Watch the other vid I put out previous to this. The economy of effort and time is very apparent. Just me and one other guy. The tree had to be rigged because of stuff underneath, no way around it. So, to rig the limbs conventional style Darrell (groundworker) has to lower each limb to the bottom of the tree, lay it out somewhere, then cut it up, and then make a couple journeys at least dragging the branches to the burn-pile....or could easily be a chipper on a different site. It becomes a 5-10 minute turn around per limb, if he's works hard....less time as we get into the small stuff past 100 ft. Meanwhile I'm redundant for long periods, waiting. That set-up needs 2 groundworker to realistically keep me busy. It'd be tedious, and I'd probably price my self out of the job with such a wasteful and time consuming strategy.

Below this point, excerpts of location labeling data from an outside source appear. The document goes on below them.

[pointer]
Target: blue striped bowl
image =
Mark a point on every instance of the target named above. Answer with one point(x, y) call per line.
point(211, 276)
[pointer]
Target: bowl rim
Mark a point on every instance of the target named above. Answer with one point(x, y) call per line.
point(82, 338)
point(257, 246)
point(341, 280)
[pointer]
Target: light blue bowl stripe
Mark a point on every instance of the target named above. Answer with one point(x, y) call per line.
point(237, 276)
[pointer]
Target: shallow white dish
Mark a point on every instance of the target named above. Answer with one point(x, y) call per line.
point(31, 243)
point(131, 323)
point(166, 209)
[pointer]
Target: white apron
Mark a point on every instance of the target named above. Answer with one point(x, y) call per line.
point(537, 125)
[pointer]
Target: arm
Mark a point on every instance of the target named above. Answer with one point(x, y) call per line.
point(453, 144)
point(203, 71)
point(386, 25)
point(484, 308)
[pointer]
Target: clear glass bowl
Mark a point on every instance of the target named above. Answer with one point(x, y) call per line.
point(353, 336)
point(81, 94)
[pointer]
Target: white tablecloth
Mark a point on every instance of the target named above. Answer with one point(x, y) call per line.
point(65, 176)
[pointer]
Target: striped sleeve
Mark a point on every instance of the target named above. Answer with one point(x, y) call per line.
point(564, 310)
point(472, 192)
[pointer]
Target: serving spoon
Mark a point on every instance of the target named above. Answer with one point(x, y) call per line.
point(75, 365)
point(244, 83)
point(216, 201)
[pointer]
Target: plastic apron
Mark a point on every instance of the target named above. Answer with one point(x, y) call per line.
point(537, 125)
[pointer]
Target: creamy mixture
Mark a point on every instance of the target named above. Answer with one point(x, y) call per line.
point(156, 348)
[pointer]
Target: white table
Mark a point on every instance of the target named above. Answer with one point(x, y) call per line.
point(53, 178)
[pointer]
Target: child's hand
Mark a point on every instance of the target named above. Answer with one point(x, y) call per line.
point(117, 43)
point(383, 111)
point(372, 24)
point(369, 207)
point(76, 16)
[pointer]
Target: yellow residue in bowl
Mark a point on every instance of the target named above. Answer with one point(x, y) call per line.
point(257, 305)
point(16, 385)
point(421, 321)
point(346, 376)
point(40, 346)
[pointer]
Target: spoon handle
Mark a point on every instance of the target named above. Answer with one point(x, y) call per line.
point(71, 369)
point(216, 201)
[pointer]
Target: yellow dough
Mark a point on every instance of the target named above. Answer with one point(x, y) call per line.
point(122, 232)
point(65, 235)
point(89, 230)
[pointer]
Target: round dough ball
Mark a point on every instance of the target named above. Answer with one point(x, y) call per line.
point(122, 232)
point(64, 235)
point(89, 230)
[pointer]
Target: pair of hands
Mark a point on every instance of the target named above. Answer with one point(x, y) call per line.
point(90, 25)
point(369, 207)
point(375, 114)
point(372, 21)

The zipline is probably one limb per minute on average, once we're set up. Darren doesn't waste any time or energy because the limbs are delivered right to him, over the targets, facing the right way. Large and small, it doesn't matter. No need for a 3rd guy. No sawing, no dragging, simple hardware.
Why would you want to spend time going from A to B to C, when you can skip B altogether, effortlessly ? Is that too boring, Paul ?
The logic is so obvious. Mystique doesn't come into it.
What I tried to convey in the video, is that there are measures you can take to make the job safer by a margin or two.
You should get on to that. By the looks of the fauna out there I'd bet it's a technique thatd lend itself well. It's gonna happen anyway. In your shoes I'd rather be the pioneer than not.
Adam, we usually tension by hand. Occasionally a 2:1, but not often.